La loi relative à la lutte contre la fraude met partiellement fin au « verrou de Bercy »

La loi relative à la lutte contre la fraude a profondément modifié le régime d’engagement des poursuites pénales pour fraude fiscale (loi n° 2018-898 du 23 octobre 2018, art. 36).

Précédemment, les poursuites pour fraude fiscale ne pouvaient être exercées par le Parquet que si une plainte de l’administration fiscale avait été déposée. A l’inverse, sans plainte de l’administration fiscale, le Parquet ne pouvait en principe pas poursuivre des faits de fraude fiscale (d’où l’expression de « verrou de Bercy »).

Il est ainsi désormais créé une obligation pour l’administration de dénoncer au Parquet les faits ayant abouti à des redressements dépassant un certain seuil.

Ce seuil est atteint lorsque le montant des droits redressés excède 100 000 € et que certaines majorations importantes (100%, 80%, 40%) ont été appliquées à l’occasion d’un contrôle fiscal.

En dessous de ce seuil, l’administration fiscale n’est toujours pas tenue de dénoncer les faits au Parquet.
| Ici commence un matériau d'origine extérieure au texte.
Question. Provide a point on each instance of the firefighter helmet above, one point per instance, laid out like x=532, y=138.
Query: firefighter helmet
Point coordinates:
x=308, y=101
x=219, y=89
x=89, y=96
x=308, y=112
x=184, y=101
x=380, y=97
Le « verrou de Bercy » continue donc d’exister pour les dossiers moins importants (l’administration pourra choisir de ne pas dénoncer les faits au Parquet, ce qui empêchera les poursuites par hypothèse).
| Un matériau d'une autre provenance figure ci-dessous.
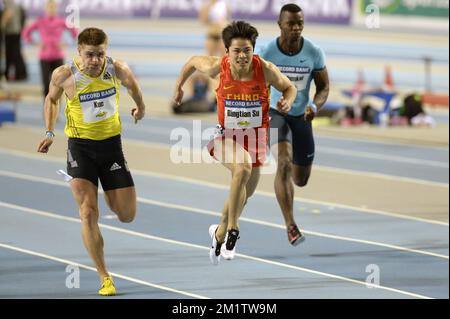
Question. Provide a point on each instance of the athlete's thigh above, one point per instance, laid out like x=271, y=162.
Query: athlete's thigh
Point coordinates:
x=85, y=194
x=279, y=129
x=230, y=153
x=81, y=163
x=252, y=183
x=303, y=146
Selon le rapport AN n°1212, ces nouvelles dispositions devraient aboutir à multiplier au moins par deux les dossiers transmis chaque année à la justice. Leur nombre devrait donc passer de 1000 à 2000 dossiers environ.

Ces nouvelles mesures sur l’engagement des poursuites s’appliquent aux contrôles pour lesquels une proposition de rectification est adressée à compter du 24 octobre 2018.

Bitcoins et fiscalité : nouvelles précisions législatives

Le régime fiscal des bitcoins (et autres actifs numériques dont les crypto monnaies) a été précisé et modifié par la loi de finances pour 2019.

Dès 2014, la doctrine fiscale avait tenté d’encadrer la taxation des plus-values sur les crypto-monnaies en les soumettant à l’impôt sur le revenu dans la catégorie des BNC pour les gains à titre occasionnels, et dans la catégorie des BIC pour les gains à titre habituels.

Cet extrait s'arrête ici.